Reprise Software Refuses to Patch Vulnerability in Reprise License Manager

Repeat Software has declined to fix the issue in its Reprise License Manager (RTM) which has been identified by SpiderLabs at Trustwave.

Identified by security specialist, Adrian Pruteanu, the issue occurs by running on the non-standard port 5054 where of course RLM’s web server does not require verification. Assailants can determine a personal permit record on the server to peruse and change which could bring about data spillage or remote code execution utilizing the transfer of malware.

Pruteanu said that amid an ongoing infiltration engagement, he ran over an especially intriguing web application called RLM, running on the non-standard port 5054. This frequently got his attention.
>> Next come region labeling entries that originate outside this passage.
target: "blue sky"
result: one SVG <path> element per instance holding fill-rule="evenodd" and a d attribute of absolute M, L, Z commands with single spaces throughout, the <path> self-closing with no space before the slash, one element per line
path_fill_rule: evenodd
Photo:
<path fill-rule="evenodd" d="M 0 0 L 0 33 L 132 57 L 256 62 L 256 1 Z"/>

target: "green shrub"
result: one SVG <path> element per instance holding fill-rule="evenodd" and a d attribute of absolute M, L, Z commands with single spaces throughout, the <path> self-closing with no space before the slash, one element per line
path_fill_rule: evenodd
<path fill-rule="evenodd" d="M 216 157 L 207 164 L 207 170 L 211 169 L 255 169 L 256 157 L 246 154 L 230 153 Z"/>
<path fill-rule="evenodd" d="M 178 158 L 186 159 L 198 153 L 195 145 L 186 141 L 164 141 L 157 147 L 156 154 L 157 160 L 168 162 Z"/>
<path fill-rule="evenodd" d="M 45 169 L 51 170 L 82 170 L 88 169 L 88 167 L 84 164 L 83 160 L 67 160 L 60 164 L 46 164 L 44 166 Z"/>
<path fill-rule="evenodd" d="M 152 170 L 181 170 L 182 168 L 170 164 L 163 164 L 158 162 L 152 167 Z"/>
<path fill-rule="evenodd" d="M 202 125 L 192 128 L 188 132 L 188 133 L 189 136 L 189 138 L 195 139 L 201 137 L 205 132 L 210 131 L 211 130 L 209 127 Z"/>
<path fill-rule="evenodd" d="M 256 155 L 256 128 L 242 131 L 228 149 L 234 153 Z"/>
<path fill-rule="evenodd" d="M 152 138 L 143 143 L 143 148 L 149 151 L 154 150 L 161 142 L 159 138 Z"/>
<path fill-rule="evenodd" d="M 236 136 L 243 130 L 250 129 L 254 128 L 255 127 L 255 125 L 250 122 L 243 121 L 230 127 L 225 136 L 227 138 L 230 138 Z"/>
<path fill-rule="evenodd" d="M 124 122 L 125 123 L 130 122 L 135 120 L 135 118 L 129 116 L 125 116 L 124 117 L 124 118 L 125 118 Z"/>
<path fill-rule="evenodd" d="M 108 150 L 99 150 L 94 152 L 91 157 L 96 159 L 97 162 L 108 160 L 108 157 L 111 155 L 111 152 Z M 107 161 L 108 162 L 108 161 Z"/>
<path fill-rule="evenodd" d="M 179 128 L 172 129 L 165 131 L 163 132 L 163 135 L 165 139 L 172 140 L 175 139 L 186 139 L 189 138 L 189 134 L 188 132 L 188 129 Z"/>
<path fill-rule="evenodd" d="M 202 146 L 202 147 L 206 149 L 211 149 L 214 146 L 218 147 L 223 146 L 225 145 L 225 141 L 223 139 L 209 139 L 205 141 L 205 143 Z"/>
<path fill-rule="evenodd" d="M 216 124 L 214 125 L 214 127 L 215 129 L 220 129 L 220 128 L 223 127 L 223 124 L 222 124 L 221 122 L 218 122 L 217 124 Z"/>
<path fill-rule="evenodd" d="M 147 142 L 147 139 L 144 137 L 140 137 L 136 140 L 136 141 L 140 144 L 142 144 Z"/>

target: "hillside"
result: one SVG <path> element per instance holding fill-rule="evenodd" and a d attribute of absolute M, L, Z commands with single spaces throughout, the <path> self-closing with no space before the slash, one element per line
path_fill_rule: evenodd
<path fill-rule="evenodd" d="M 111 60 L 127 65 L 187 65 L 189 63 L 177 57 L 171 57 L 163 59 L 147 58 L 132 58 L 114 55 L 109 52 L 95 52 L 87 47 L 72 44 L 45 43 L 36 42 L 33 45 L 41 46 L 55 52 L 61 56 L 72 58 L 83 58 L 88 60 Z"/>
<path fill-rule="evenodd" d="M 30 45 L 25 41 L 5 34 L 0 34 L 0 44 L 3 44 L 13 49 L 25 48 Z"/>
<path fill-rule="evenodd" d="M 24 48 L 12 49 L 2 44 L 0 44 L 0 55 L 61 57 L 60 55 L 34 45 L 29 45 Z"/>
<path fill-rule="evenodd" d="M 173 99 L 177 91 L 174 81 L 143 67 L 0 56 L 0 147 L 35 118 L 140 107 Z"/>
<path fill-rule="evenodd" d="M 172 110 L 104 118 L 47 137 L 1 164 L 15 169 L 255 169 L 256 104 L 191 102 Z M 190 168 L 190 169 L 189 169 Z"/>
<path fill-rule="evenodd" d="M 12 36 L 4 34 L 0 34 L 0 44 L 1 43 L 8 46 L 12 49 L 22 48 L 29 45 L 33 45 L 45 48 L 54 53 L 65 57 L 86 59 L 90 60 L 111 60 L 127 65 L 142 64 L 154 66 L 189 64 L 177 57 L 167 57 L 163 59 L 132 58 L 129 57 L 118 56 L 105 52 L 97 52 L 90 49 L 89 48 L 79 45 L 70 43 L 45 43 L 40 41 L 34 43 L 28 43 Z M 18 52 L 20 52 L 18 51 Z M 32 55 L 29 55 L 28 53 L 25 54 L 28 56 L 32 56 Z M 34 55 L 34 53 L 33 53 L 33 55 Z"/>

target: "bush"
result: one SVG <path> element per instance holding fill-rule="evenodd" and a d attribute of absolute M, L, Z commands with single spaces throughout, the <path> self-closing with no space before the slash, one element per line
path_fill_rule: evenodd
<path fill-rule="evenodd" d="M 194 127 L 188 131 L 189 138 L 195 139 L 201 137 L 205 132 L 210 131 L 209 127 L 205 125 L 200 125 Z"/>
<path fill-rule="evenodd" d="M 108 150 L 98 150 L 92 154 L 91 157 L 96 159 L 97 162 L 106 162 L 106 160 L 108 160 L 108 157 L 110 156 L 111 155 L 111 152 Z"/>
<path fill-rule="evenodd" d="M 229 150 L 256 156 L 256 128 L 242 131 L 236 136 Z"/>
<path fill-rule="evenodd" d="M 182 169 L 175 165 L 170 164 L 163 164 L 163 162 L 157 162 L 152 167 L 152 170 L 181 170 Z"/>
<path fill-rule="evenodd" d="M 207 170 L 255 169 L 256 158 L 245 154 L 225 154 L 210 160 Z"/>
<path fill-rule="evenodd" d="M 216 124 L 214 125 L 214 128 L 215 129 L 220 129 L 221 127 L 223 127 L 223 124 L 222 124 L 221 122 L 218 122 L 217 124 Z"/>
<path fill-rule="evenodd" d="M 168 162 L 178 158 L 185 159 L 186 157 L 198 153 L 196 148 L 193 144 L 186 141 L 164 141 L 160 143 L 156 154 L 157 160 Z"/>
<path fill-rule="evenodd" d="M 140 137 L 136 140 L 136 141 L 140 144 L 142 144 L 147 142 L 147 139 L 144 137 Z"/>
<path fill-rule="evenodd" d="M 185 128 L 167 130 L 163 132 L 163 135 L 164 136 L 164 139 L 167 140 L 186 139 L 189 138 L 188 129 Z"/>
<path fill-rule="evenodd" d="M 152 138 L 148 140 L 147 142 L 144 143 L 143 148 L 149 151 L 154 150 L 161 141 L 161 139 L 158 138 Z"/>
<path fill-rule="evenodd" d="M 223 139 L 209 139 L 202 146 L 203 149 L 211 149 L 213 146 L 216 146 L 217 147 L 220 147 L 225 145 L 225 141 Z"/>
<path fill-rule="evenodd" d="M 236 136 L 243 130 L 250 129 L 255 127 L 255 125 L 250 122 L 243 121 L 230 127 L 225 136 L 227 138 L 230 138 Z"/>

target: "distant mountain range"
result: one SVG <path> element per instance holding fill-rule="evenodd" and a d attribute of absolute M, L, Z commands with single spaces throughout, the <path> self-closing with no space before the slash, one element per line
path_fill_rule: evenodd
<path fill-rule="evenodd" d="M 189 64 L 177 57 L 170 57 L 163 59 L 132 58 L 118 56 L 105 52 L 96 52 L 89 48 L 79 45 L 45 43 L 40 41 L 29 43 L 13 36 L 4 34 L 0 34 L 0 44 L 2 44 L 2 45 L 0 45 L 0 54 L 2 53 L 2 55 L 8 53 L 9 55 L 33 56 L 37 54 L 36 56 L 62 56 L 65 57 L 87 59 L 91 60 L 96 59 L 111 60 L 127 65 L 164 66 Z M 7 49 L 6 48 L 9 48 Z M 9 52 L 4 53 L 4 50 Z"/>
After a touch of jabbing around, he could recognize a basic defenselessness which enabled him to execute code on the server, in the long run prompting full space trade-off.

He proceeded with that lamentably, regardless of my earnest attempts, the seller has declined to issue fixes as they don’t trust these discoveries to be vulnerabilities.

In its reaction to Trustwave, Reprise composed: they advise end clients not to run the RLM server – which executes the web server – in advantaged mode. There is no reason it needs to keep running with hoisted benefits. The permit and alternatives record editors in the web interface are not any more perilous than Notepad or Wordpad.

The vulnerability was reported to Reprise on May 16, 2018, with the seller ending correspondence on May 29.

Leave a Reply

Disclaimer: is an independent technical support service provider for McAfee products. We are a independent support specialist organization for software related issues in portable PCs, desktops, gadgets and peripherals. Utilization Of McAfee Name, logo, trademarks and its images is just for reference and not the slightest bit propose that has any business relationship with McAfee. McAfee trademarks, names, logo and images are the property of their separate proprietors. We holds no affiliation or association with any of these brands or outsider organizations and exclusively offer help benefit for the item issues confronted by clients. On the off chance that your product is under warranty, you may get free support service from the brand proprietors.